Reproducibility of image building (Re: Debian images on Microsoft Azure cloud)

Hi Marcin and everybody,

about reproducibility:

Le Sat, Nov 21, 2015 at 03:17:22PM +0000, Marcin Kulisz a écrit :
> I'm not sure if it's possible to upload image and to build one to make them bit
> for bit identical for reasons like ex. timestamps on files, etc.. I think that
> at least some providers are adding some metadate which would change any
> checksums produced before upload.


In this discussion and before, I think that there is a strong consensus that
there must be some reproducibility in image building, but we have a difficulty
of translating this in a concrete requirement.

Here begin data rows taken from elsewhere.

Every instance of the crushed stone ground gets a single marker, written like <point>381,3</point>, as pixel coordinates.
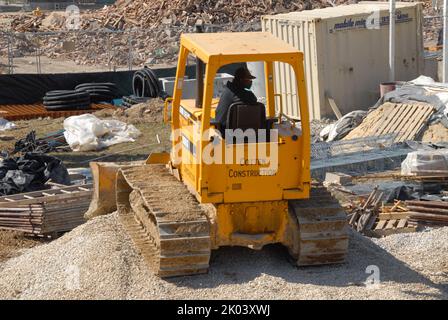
<point>98,261</point>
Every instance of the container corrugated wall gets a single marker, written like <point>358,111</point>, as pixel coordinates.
<point>347,65</point>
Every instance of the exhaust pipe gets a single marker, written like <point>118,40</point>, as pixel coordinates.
<point>200,66</point>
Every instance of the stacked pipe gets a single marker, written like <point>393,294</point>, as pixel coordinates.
<point>131,100</point>
<point>99,92</point>
<point>66,100</point>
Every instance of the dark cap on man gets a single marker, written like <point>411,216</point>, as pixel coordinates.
<point>243,74</point>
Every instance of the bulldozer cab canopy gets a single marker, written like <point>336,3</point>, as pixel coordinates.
<point>225,48</point>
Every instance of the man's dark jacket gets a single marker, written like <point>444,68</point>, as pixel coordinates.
<point>231,95</point>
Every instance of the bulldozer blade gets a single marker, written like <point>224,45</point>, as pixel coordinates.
<point>104,186</point>
<point>158,158</point>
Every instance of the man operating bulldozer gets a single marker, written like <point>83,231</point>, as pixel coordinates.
<point>235,91</point>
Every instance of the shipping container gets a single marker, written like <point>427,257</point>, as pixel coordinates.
<point>346,53</point>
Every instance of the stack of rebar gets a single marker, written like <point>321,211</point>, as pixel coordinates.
<point>428,213</point>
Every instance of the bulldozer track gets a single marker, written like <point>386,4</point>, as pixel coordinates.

Requiring that two images built at different times are bitwise identical is not
realistic, not only because of time stamps, but also because some elements of
configuration will differ, for instance the location of the package sources.

Having checksums of all the files on a given image would be nice, but let's
note that this is not a requirement currently.  At the moment, I think that we
should not request that the file checksums stay identical over rebuilds in the
same environments: this would restrict design choices for the image builders
(on timesamps, logs, etc), and therefore put pressure on the people writing

Of course, some of these goals can become standard practice later, but I think
that this should evolve through consensus involving the people and teams
developing image builders.  Doing the other way round would be hitting those
who do the work with a trademark stick, which would be counter productive, so
put it mildly.

Altogether, for reproducibility, would the following be acceptable ?
(Wording, of course, can be improved)

 * When building an image twice in a row with the same package source
   and parameters:
   - the packages installed must be the same;
   - the files created must be the same;
   - the content of the files created may differ;

 * When releasing an image, a list of all the packages installed and a list of
   checksums of all the files must be provided.

 * For files which checksums vary, it would be good to provide their list
   and an explanation on why they vary, although it is not a stict requirement.

Have a nice day,

Charles Plessy
Tsurumi, Kanagawa, Japan